A significantly reduced risk of an STD was reported for people with a previous history of ART use (RR 0.38; 95% CI 0.33–0.45; P < 0.001 compared with people who had never used ART) (Table 2). Nevertheless, when the current status of ART-experienced individuals was further classified as current use and temporary suspension, wide differences in terms of IR of STD were observed: 12.8/1000 PYFU in people currently receiving ART, 44.6/1000 PYFU in people who were ART-naïve, and 17.8/1000 PYFU for people on temporary ART interruption.

In terms of RRs, compared with ART-naïve patients, the RR for any STD was significantly lower for people currently receiving ART (RR 0.28; 95% CI 0.25–0.32; P < 0.001) as well as for people previously exposed to ART, but currently on a temporary interruption (RR 0.40; 95% CI 0.31–0.52; P < 0.001).

When we performed a multivariable analysis stratified by ART status (ART-naïve, on ART or on treatment interruption), the same associations found in the whole population (Table S1) were found among ART exposure categories for transmission route as well as for period of STD diagnosis.

Finally, to determine the possible impact of the exclusion of viral hepatitis from STDs for IDUs, we repeated the Poisson regression analysis after excluding viral hepatitis from the definition of an STD event. In this analysis, the association between transmission group and STD incidence was similar to that in the whole cohort: for MSM versus heterosexual, the incidence rate ratio (IRR) was 3.17 (95% CI 2.71–3.72; P < 0.001), for IDU versus heterosexual, the IRR was 0.45 (95% CI 0.35–0.58; P < 0.001), and for other risks versus heterosexual, the IRR was 1.44 (95% CI 1.04–2.00; P = 0.026). Similar results were found in the second sensitivity analyses: for MSM versus heterosexual, the IRR was 3.29 (95% CI 2.85–3.78; P < 0.001), for IDU versus heterosexual, the IRR was 0.37 (95% CI 0.29–0.47; P < 0.001), and for other risks versus heterosexual, the IRR was 1.50 (95% CI 1.12–2.00; P = 0.006).

Discussion

The results of our analysis show that the risk of acquiring a new STD in HIV-infected individuals has been increasing over time. This is especially true in young people, in MSM, in people currently with a low CD4 count, in those recently diagnosed with HIV infection, and in patients currently not receiving ART. In particular, the increase in incidence observed in MSM compared with other HIV transmission groups seemed more marked in more recent calendar years. Similar data have been obtained in other cohorts enrolling subjects from sites located in other geographical areas 10.

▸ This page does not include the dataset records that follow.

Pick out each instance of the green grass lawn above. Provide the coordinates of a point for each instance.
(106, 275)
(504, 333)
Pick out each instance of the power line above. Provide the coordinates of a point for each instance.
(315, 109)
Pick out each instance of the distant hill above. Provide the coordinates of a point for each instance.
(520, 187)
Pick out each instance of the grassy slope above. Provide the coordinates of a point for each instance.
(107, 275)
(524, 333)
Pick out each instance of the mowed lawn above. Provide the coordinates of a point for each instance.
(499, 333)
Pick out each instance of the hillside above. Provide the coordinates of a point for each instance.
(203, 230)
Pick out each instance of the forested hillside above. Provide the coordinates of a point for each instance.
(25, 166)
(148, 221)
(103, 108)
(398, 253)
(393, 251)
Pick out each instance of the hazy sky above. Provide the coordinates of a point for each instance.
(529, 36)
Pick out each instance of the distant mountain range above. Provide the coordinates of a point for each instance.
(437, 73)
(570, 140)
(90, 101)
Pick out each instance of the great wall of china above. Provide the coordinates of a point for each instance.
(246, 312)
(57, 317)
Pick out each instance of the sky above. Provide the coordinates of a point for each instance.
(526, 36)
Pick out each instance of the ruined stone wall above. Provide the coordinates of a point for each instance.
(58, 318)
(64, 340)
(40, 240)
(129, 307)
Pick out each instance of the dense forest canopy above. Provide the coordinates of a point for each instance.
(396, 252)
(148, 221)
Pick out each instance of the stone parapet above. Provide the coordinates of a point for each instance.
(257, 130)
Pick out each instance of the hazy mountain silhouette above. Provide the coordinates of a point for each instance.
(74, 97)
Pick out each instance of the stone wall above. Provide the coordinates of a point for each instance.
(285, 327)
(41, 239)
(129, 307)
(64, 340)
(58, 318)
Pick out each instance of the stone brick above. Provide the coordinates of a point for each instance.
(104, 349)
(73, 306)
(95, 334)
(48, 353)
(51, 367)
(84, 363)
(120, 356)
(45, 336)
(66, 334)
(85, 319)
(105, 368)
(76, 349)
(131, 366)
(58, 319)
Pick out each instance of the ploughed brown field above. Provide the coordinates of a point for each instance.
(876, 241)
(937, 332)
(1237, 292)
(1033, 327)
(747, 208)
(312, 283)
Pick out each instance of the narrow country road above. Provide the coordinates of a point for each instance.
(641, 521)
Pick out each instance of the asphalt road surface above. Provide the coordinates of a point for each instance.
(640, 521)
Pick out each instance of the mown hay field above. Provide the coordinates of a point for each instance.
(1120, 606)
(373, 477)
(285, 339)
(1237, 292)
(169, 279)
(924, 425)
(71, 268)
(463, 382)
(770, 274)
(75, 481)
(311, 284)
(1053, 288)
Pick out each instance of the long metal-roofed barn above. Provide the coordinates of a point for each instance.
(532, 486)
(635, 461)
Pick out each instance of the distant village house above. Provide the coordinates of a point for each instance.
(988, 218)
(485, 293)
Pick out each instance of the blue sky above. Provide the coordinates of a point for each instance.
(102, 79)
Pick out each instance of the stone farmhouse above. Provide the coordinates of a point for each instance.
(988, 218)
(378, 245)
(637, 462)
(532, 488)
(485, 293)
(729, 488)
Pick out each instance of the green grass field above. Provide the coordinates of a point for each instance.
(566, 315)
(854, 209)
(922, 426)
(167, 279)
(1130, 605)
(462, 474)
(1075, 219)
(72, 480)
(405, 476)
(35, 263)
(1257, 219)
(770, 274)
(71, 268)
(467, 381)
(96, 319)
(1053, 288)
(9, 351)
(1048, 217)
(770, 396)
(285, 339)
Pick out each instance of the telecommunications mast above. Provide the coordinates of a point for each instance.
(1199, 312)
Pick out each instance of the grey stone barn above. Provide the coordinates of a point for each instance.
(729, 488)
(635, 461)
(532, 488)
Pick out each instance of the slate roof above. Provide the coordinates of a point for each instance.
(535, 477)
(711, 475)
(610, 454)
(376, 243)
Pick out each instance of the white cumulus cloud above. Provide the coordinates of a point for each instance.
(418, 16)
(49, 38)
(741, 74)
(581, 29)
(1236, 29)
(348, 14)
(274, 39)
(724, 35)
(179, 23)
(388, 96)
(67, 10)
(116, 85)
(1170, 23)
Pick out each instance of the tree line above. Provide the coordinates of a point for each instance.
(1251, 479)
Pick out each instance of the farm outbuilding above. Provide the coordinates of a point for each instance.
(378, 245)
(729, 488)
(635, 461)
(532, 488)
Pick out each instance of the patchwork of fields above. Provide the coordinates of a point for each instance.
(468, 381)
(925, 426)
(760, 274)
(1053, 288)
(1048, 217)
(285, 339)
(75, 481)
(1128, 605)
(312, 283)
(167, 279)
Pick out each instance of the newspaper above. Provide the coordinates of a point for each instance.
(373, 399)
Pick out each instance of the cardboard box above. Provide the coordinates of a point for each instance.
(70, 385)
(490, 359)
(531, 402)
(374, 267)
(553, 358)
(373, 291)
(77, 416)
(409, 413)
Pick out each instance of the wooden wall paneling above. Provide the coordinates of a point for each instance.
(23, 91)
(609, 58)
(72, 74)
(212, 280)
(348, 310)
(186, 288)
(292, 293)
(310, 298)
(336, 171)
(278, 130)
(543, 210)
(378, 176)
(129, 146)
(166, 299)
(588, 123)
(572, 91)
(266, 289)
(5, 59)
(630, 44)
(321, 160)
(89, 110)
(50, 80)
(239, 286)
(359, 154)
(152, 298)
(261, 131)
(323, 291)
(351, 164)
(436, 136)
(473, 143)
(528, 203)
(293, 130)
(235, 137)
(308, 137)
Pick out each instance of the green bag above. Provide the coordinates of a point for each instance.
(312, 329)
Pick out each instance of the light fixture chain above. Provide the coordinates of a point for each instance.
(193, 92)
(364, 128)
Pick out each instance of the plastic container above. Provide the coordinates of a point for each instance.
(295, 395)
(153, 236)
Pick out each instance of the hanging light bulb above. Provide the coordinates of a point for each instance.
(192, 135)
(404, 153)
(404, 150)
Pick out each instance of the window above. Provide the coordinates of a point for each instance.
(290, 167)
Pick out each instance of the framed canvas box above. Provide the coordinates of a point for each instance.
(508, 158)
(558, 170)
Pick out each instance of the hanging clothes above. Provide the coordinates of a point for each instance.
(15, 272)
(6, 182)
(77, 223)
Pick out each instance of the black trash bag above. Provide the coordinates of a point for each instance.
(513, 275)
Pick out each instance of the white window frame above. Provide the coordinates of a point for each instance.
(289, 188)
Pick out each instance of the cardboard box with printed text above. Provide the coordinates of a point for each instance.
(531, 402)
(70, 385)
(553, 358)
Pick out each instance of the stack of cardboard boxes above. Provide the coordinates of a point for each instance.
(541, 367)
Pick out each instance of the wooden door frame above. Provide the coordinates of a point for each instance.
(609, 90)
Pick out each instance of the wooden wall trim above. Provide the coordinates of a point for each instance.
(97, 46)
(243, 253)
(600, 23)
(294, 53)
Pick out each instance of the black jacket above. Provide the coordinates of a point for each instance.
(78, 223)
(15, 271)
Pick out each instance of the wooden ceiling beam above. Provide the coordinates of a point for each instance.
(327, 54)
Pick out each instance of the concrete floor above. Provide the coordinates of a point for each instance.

This is certainly alarming, as the occurrence of a new STD has been generally reported to be deleterious for the health of people living with HIV, as a consequence of various mechanisms, such as an increased risk of HIV reinfection caused by either the disruption of mucosal barriers or the recruitment of activated CD4 cells to the genital tract, thereby increasing the pool of cells susceptible to HIV infection; moreover, proinflammatory cytokine release as a result of STDs may also facilitate HIV entry into cells and provide a perfect environment for its propagation 11,12; and a significant acute decrease in CD4 count and increase in plasma HIV RNA have been reported during syphilis infection 13,14. Moreover, although a correlation with an increased risk of HIV transmission has not been reported for all STDs, infection with some agents (herpes viruses, Treponema pallidum, Trichomonas vaginalis, Neisseria gonorrhoeae and Chlamidia) has been shown to have an important impact on HIV shedding 1518. Of note, the most frequent STDs observed in our cohort were syphilis and HPV-related mucosal damage, which are both associated with an increased risk of HIV transmission 19.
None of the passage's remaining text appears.